In a tweet, the crypto analytics company Certik stated that the attacker’s wallet has continued stealing cryptocurrency from the accounts connected to the FTX.US and FTX. Currently, $62.5 million total assets are stored in the FTX attacker wallet.
FTX Hacker Continues To Drain Funds
From November 12, the hacker’s wallet has acquired, traded, and delivered over 2.75 million meme cryptocurrencies to well-known accounts. Most of these meme cryptos were foul language tokens, such as Fuck FTX, FTX Sucks, CRO Next, and others.
According to a cryptocurrency specialist with the Twitter handle ZachXBT, the sudden influx of cash is on-chain token faking. According to the crypto expert, the latest flow of cash in the FTX breach scandal is one instance of how Etherscan transaction records can be fooled.
If the remainder is stated in the compiled smart contract, the “transfer from” “transfer” functions of the ERC-20 protocol can be adjusted to permit any unknown address to transmit tokens. Thus, leading to an exchange of a token from a separate address from the one which launched the transaction.
Even without supervision on the part of the account owner, these coins can be transmitted to any account. Subsequently, the coins can be sent from that account (to another location).
When you examine the transfer, the address listed under “sent by the” will differ. This is because the hack was detected immediately following FTX’s insolvency announcement last Friday.
Out of the $664 million withdrawn at the time, $478 million was assumed as stolen. However, the remaining money was thought to have been transferred by FTX to cold wallets.

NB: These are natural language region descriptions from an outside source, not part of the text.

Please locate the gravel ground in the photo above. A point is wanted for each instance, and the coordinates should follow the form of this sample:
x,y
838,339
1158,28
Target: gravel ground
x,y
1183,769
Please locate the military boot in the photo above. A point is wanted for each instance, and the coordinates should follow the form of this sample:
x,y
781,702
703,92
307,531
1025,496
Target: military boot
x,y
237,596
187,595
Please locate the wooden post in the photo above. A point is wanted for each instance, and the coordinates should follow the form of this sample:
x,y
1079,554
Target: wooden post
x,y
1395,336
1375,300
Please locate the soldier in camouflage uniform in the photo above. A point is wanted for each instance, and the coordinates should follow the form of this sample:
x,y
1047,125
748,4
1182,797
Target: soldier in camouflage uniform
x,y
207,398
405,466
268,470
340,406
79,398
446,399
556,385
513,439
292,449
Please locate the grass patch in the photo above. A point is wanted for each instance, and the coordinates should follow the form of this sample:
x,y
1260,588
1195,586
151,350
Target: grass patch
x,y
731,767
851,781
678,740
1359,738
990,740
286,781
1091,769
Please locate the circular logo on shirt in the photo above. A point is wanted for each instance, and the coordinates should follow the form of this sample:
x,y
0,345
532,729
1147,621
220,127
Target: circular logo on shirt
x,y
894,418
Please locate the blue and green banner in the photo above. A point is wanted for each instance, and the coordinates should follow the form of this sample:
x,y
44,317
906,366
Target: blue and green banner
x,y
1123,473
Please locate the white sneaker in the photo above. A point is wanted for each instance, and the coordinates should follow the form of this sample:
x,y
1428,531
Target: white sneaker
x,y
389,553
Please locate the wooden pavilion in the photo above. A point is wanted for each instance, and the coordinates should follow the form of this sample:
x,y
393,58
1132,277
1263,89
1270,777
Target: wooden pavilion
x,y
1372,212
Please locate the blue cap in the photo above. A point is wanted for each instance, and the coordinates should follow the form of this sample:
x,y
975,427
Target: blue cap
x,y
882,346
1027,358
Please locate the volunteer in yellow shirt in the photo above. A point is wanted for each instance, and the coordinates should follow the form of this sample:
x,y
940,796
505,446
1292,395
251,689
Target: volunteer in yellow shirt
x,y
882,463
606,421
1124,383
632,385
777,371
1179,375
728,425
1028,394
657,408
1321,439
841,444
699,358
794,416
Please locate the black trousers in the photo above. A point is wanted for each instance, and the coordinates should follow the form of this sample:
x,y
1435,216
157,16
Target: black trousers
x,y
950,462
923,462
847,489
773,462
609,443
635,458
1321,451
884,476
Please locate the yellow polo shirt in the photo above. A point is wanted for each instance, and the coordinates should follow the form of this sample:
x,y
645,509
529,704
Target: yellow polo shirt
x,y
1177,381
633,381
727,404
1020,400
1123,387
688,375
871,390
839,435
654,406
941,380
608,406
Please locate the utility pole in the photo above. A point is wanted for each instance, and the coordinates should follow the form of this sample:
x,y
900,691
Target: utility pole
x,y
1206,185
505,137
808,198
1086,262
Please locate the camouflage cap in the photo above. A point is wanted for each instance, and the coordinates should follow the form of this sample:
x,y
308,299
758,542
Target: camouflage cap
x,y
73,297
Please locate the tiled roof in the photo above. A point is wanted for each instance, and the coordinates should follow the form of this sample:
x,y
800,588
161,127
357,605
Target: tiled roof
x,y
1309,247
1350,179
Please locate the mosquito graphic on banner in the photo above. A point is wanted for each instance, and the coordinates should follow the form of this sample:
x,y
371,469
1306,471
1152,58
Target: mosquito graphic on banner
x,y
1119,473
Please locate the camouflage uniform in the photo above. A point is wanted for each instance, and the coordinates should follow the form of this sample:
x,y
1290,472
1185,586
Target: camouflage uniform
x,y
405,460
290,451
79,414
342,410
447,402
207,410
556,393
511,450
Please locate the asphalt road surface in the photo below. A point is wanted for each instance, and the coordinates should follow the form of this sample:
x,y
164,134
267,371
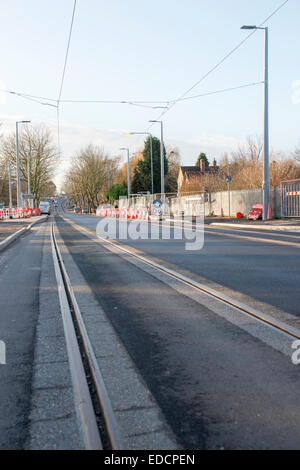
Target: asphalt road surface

The user of the account was discovered exchanging $26 million worth of Tether (USDT) for Dai through 1inch and authorized the Pax Dollar (USDP) exchange, Paxos, a stablecoin, using the Protocol of CoW. Additionally, the wallet permitted purchases and sales of Compound USDT (cUSDT), Staked Ether (stETH), and Chainlink (LINK).
FTX.US and FTX global were wholly distinct businesses. Therefore, the simultaneous asset theft by attackers in both companies raised questions about whether this attack was an inside operation.